Delete if P.A. cover for unnamed pillion/side car passenger is not taken. The Capital Sum Insured (CSI) per passenger is to be inserted. 20. According to the Appellant Insurance Company the terms and conditions as stipulated in the standard form were also terms and conditions in the policy issued to the Respondent owner. Therefore, IMT-18 is also applicable in the instance case, which provides for liability of the Insurance Company in respect of the personal accident relating to any unnamed pillion/side car passenger as 100%. However, such liability may be made limited to certain amount as stipulated in the first proviso to IMT-18 as noticed above. But in the instant case, whether there is any contract between the Insurance Company and the owner, limiting the insurer's liability, is not known as the Insurance Company, in spite of the opportunity given to produce the office copy of the police of insurance containing the terms and conditions of the policy kept by it for their record (it being a bilateral contract), has failed to produce the same. The explanation sought to be given in the application filed in Misc. Case No. 2475/2008, cannot be accepted being not believable. It is strange and not believable that the Insurance Company did not keep duly filled up terms and condition of the policy along with the policy docket. If they do not keep that, they are to suffer.

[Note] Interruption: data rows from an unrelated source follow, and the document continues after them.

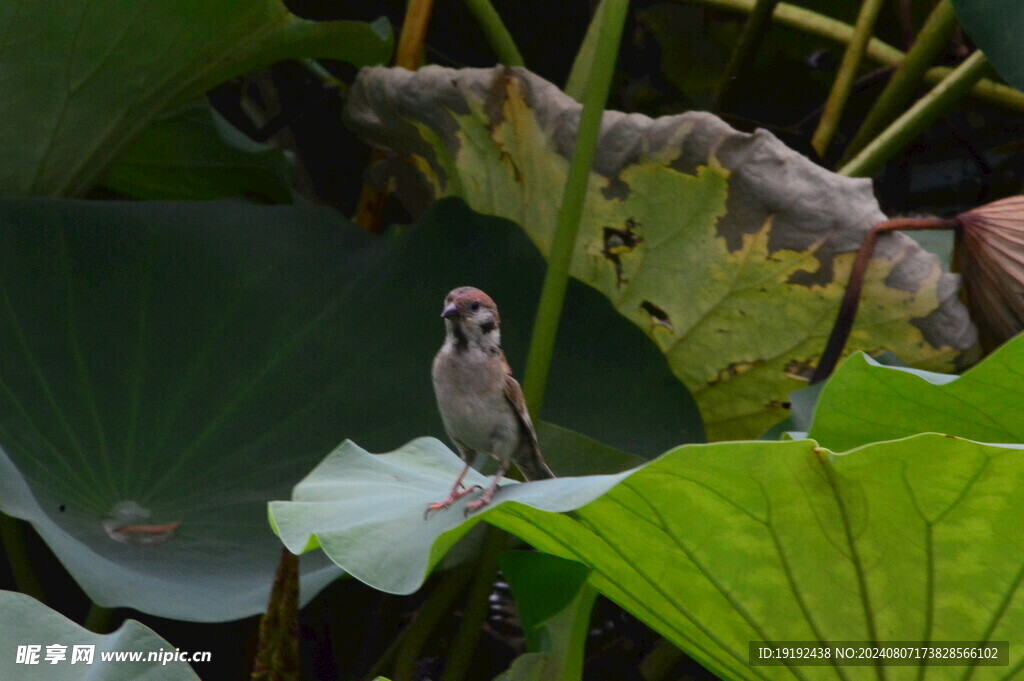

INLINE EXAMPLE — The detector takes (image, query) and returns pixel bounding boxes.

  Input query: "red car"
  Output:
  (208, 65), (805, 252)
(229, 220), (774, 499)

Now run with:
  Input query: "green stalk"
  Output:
(466, 0), (525, 67)
(674, 0), (1024, 111)
(711, 0), (778, 112)
(837, 50), (990, 177)
(843, 0), (956, 162)
(441, 526), (508, 681)
(811, 0), (883, 159)
(0, 513), (46, 603)
(523, 0), (629, 415)
(387, 563), (473, 681)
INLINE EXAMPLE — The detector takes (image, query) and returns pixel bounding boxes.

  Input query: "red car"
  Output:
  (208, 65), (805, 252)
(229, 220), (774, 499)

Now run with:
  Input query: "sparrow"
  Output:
(424, 286), (554, 516)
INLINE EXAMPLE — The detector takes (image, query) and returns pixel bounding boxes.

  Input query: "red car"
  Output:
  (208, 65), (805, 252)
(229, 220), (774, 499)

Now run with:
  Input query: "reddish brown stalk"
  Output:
(811, 217), (959, 385)
(250, 548), (301, 681)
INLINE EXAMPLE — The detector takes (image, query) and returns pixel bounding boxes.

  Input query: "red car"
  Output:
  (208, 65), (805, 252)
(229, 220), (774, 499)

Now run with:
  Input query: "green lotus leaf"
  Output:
(495, 551), (597, 681)
(952, 0), (1024, 88)
(0, 193), (700, 621)
(103, 100), (292, 204)
(0, 0), (391, 196)
(346, 67), (977, 439)
(0, 591), (199, 681)
(810, 335), (1024, 450)
(270, 433), (1024, 681)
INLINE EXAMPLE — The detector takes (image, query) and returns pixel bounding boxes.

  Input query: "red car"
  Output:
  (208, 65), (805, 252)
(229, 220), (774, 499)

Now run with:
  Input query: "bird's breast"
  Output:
(432, 348), (518, 454)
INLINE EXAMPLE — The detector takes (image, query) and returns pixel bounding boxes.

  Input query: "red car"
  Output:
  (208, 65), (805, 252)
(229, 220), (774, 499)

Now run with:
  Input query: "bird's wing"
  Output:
(502, 357), (555, 480)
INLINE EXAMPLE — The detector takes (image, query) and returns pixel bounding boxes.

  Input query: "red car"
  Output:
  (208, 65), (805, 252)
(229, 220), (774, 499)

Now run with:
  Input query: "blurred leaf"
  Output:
(499, 551), (597, 681)
(346, 67), (976, 439)
(952, 0), (1024, 89)
(103, 99), (292, 204)
(0, 591), (200, 681)
(0, 193), (700, 621)
(810, 335), (1024, 451)
(0, 0), (391, 196)
(270, 434), (1024, 681)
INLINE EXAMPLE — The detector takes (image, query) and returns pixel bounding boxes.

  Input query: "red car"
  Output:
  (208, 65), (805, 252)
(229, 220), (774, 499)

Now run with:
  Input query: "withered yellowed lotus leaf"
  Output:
(957, 197), (1024, 351)
(346, 67), (977, 439)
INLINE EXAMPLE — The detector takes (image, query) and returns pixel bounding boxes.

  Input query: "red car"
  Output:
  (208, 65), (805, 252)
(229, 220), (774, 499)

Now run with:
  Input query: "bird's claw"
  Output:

The Insurance Company, in fact, though filed the certificate of insurance along with the policy schedule, did not file the copy of the policy, as noticed above, which is different from the certificate of insurance. In the absence of any proof limiting the liability in the contract of insurance as envisaged in the IMT-18, it is to be presumed that the liability of the Insurance Company is 100% in the instant case as the claimant has suffered permanent total disablement and paid extra premium of Rs.120/-. Merely because the figures "2 × 1,00,000" has been mentioned against the premium paid towards personal accident benefit, it cannot conclusively be held that the limits of liability of the Insurance Company in respect of the pillion rider has been limited to Rs.1,00,000/-, for the reasons recorded above. 21. The appeal filed by the Insurance Company, therefore, fails being devoid of merits. No costs. Appeal dismissed.